Catching up, staying in touch

Yesterday, I just re-connected with a friend from high school whom I hadn’t seen in more than 40 years. I found out that she had moved from Colorado to California, and catches up in San Jose with another friend from high school practically every weekend. I also found out that she has a PhD in forest management!  Another friend at the lunch is also from our class, and is in the midst of restoring an old factory at the port into a home and workshop for her woodworking. She and her husband also have seven boats and yachts! It was a real eye opener to find out what my friends have been up to in the intervening years since school. What was even better was that we could instantly connect and bond over silly stories from school!

I’m not a social person by any means, and can count the friends I keep in touch with on my fingers. We do try to meet up once in a while, over a birthday meal or a mahjong game, but work and family has kept us busy with our own lives.

So when some of my classmates decided to organize a reunion, it was a great opportunity to get together with some of them to put together a dinner event. It was more work that we envisaged in some ways. It was a challenge just to consider the sheer logistics of getting in touch with everyone, some of them in far flung corners of the globe. The internet and social media have been a wonderful boon, as it’s possible to put the call out in an instant. We did it more than a year ago, so that those who may have been planning a return to this country could plan their visit around the time of our reunion. The response has been very encouraging, with some making the trek back just for this dinner.

We have had a couple of reunions in the past, one notably at a beach resort where we could all let our hair down and party. We were all still in our thirties and those of us who couldn’t manage babysitters had our toddlers and children in tow.

This reunion will be different, I think. Our children have all grown up with most of them having left home, and some of us are grandmothers already. While some are still working full-time, quite a number are retired or semi-retired, and have more time for hobbies and travel. We’re thinking of how we can give back to help those less fortunate, and a big part of the event will be fund-raising for an education fund. I may be wrong, but I think most of us are now beyond dieting furiously, having our hair done or nails manicured just for the event. Most of us never bothered anyway. We’ve purposely kept the program simple and light, so that yes, we can let what remaining hair we have down again. Yes, there’ll be a live band and hopefully some dancing.

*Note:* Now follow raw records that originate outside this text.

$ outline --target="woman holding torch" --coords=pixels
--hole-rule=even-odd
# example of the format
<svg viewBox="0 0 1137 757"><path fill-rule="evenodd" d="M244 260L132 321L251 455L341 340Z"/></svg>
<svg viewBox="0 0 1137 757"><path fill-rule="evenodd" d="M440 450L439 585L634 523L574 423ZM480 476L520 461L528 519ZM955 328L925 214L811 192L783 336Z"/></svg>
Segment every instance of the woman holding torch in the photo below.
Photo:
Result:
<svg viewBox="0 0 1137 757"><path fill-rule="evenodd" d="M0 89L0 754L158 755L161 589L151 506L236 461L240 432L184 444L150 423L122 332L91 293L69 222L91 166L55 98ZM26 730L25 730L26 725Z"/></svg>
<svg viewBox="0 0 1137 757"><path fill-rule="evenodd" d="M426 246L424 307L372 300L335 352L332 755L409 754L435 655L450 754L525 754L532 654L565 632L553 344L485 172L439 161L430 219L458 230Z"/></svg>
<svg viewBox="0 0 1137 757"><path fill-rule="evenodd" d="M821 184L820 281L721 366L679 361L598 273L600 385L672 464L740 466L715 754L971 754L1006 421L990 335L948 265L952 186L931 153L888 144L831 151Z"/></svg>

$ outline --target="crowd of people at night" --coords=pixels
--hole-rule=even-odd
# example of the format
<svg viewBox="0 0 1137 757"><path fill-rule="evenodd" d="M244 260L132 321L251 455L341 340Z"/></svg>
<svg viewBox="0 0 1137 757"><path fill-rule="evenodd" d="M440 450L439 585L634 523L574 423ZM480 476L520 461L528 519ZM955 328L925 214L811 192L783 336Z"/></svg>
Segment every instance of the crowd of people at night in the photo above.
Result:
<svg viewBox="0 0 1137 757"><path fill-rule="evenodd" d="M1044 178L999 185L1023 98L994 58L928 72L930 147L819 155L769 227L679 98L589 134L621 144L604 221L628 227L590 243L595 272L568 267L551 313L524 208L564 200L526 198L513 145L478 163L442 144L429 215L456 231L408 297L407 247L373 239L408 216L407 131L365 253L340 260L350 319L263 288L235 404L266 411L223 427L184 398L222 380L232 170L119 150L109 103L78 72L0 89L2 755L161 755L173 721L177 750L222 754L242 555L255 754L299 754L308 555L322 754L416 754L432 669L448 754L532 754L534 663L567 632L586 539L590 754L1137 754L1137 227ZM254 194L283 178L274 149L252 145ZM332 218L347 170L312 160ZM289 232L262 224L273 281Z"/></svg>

I had a ball putting together a souvenir book featuring as many of the classmates as would make a submission, together with an update and photos. I discovered some things about them that I never knew - one of us joined the navy!

After being so heavily involved with the planning, the irony is that I will not be at the event itself. There’s a wedding I can’t back out of happening on the same night in another city. So I’m depending on others to take as many pictures and videos as possible. And hopefully remember all the stories they hear so that they can recount them to me later. There’ll be much sharing of photos and phone numbers, and bragging of children’s accomplishments and number of grandchildren.

There will be laughter for sure, and some tears I suspect. They’ll sing a rousing, if slightly off-key, rendition of the school song, and promise each other that “we must keep in touch, we must have another reunion, real soon!”

At yesterday’s lunch, one of us took a look at another and exclaimed, “Oh, you’re prettier now!” Only a friend, a very old one at that, can tell us the truth like that and we don’t even mind. It’s what going through many of our growing up years together can do, create a bond that always connects us, no matter what.